Старый бор кособок и нестроен,

Где дубы, что пойдут на гробы?

То глухарь, то обугленный корень

Промелькнёт на изгибе тропы.

Улететь бы отсюда немедля —

Тесно в небе от пущенных пуль.

И на шею кидаются петли —

На изюбров, лосей и косуль.

Всё ольшаники, гари, болота —

Этот Богом затерянный край…

Хоть бы песенный встретился кто-то,

А не то пропаду невзначай. — Прим. автора

[4] Косматый иней на деревьях. — Прим. ред.

[5]   Таёжный костёр. — Прим. ред.

 

Об авторе:

Прозаик и поэт уникальной судьбы.
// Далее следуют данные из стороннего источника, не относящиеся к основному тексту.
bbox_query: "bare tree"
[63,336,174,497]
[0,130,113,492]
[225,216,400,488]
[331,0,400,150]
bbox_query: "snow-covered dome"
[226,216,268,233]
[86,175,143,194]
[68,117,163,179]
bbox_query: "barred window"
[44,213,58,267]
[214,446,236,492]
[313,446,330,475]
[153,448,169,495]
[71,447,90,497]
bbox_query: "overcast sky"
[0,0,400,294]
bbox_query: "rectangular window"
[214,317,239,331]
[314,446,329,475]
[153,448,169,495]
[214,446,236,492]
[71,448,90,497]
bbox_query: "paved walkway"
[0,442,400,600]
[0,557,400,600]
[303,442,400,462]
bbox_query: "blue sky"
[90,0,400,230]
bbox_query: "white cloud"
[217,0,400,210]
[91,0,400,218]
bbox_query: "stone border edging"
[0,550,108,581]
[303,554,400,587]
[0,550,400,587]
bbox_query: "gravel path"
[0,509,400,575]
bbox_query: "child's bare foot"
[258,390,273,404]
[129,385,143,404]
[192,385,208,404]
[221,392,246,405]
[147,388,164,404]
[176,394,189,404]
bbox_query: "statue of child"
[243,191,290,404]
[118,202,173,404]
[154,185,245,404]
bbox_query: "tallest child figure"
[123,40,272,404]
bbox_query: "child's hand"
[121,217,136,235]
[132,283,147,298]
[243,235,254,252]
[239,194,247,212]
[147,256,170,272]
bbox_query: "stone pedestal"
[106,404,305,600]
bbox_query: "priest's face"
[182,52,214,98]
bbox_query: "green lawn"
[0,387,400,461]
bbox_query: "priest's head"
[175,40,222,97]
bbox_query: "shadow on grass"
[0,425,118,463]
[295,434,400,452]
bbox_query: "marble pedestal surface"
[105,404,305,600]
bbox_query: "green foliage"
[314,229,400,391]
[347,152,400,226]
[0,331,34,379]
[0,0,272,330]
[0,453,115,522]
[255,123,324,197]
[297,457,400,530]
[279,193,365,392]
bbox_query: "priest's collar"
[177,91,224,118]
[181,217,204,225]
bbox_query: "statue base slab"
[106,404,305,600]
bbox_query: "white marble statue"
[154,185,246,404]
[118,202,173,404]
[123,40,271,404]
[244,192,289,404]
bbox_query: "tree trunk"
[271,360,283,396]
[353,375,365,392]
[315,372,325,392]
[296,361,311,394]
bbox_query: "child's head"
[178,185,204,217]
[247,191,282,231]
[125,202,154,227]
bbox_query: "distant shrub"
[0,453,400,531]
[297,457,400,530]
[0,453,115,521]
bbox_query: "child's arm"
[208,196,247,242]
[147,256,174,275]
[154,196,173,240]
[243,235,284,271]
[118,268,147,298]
Родился в 1958 году в Москве. Окончил МГПУ им. В. И. Ленина по специальности «география и биология». Проживает в глухой сибирской деревне на берегу реки Бахты Туруханского района, работает охотником и изредка публикует свои повести и рассказы (в основном в журналах), в которых описывает то, что окружает его в повседневной жизни.

Творческую деятельность начинал как поэт. В 1986 году поступил на заочное отделение Литературного института им. А. М. Горького на семинар поэзии В. Д. Цыбина. В 1991 году вышла книга «Стихотворения» с рисунками автора, куда включены стихи из дипломной работы. Прозу начал публиковать в журналах с 1995 года.